For this project, a Star Schema was selected because of it simple style and its effectiveness to handle simple queries.

![Data Model](media/data_model.png 'Data Model')

#### 3.2 Mapping Out Data Pipelines
Necessary steps to pipeline the data into the chosen data model

- A Kaggle API is used to get and download the data
- Pandas is used to explore and clean the data
- Dataframe is saved as CSV file and uploaded to AWS s3 bucket
- Data is imported to AWS Redshift
- Data quality tests are carried out to make sure the data exists and is available 

### Step 4: Run Pipelines to Model the Data 
#### 4.1 Create the data model

In [2]:
# Get Database Variables
config = ConfigParser()
config.read('DW.cfg')

print("{}, {}, {}, {}, {}".format(*config['CLUSTER'].values()))

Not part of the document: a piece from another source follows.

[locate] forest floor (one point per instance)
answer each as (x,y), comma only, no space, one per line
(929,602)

# Connect to redshift database
conn = psycopg2.connect("""host={} 
                           dbname={} 
                           user={} 
                           password={}
                           port={}"""\
                           .format(*config['CLUSTER'].values()    
))

# conn.set_session(autocommit=True)
cur = conn.cursor()


dwhcluster.cedlo7g6palf.eu-west-1.redshift.amazonaws.com, landtempdb, dwhuser, Passw0rd, 5439


In [3]:
# Drop all table if exists
for query in sql_drop_tables:
    cur.execute(query)
    conn.commit()

In [4]:
# Create tables
for query in sql_create_tables:
    cur.execute(query)
    conn.commit()


In [5]:
# Copy data to Staging
s3_bucket = "s3://{}/logs/".format(config.get('S3','log_data'))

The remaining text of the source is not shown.